In this day and age, some would say it’s hard to find teachers that are committed. But no one could say that about Edouard E. Plummer.

He’s been guiding the youth of Harlem for half a century. 

From The New York Times:

Since 1964, he has taken promising poor and minority children and, in one intense year, given them the academic and social tools to get into — and thrive at — the nation’s leading schools and beyond.

“This one went to Lawrenceville, then Yale,” Mr. Plummer said, pointing a worn yardstick to old news clippings and fliers on the wall. “This one, Peddie. Hotchkiss, St. Paul’s. This one went to Harvard undergrad and Harvard Law. This one’s a doctor. He ran for Congress.”

His smile betrayed his satisfaction. His words, however, underscored that despite getting more than 500 young people into 108 different boarding and preparatory schools though the Wadleigh Scholars Program, more needed to be done.

Read more at The New York Times

Plummer originally set out to work in Foreign Services. Due to segregation, he was rejected despite having done well in history, German and biology in college. “They said, ‘Thank you, but we have nothing to offer you,’ ” he told The New York Time. “You know why they did that. It was the color of my skin.”
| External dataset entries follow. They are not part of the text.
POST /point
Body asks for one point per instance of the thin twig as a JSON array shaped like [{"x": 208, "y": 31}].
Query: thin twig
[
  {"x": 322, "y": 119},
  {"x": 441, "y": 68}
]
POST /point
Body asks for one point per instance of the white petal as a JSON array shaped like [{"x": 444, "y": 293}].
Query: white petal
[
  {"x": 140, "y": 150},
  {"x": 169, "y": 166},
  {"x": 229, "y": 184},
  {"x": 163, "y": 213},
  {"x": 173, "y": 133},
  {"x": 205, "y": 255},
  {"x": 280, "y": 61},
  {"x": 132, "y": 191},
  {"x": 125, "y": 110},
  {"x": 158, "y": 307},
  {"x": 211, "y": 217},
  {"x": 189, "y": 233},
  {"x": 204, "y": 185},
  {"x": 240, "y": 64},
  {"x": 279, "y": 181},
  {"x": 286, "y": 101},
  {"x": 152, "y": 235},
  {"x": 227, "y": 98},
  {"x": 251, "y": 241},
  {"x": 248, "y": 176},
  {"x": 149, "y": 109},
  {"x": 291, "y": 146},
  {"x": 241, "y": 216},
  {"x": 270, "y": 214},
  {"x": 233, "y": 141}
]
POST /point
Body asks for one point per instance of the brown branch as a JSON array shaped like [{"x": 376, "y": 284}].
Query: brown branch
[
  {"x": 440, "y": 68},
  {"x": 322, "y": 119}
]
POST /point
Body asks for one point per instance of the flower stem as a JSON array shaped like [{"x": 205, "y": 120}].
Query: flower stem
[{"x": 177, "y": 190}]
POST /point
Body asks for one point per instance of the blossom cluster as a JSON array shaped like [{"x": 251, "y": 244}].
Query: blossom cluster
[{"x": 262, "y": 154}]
He went on the serve in the military, soaking up the culture of Paris. He even became good friends with writer James Baldwin.

After returning to the states in 1959, a friend helped him get a job at Wadleigh Junior High in New York where he taught math and worked as a guidance counselor.

Five years later he heard of A Better Chance, an organization that helped disadvantaged children get into prep schools. He decided his students needed this benefit. He created an academic boot camp, which prepared boys and girls for the secondary school test and offered etiquette classes, trips to the theater and other events.

The program remains to this day.

Mr. Plummer we salute you sir for going above and beyond the walls of the classroom to prepare our youth.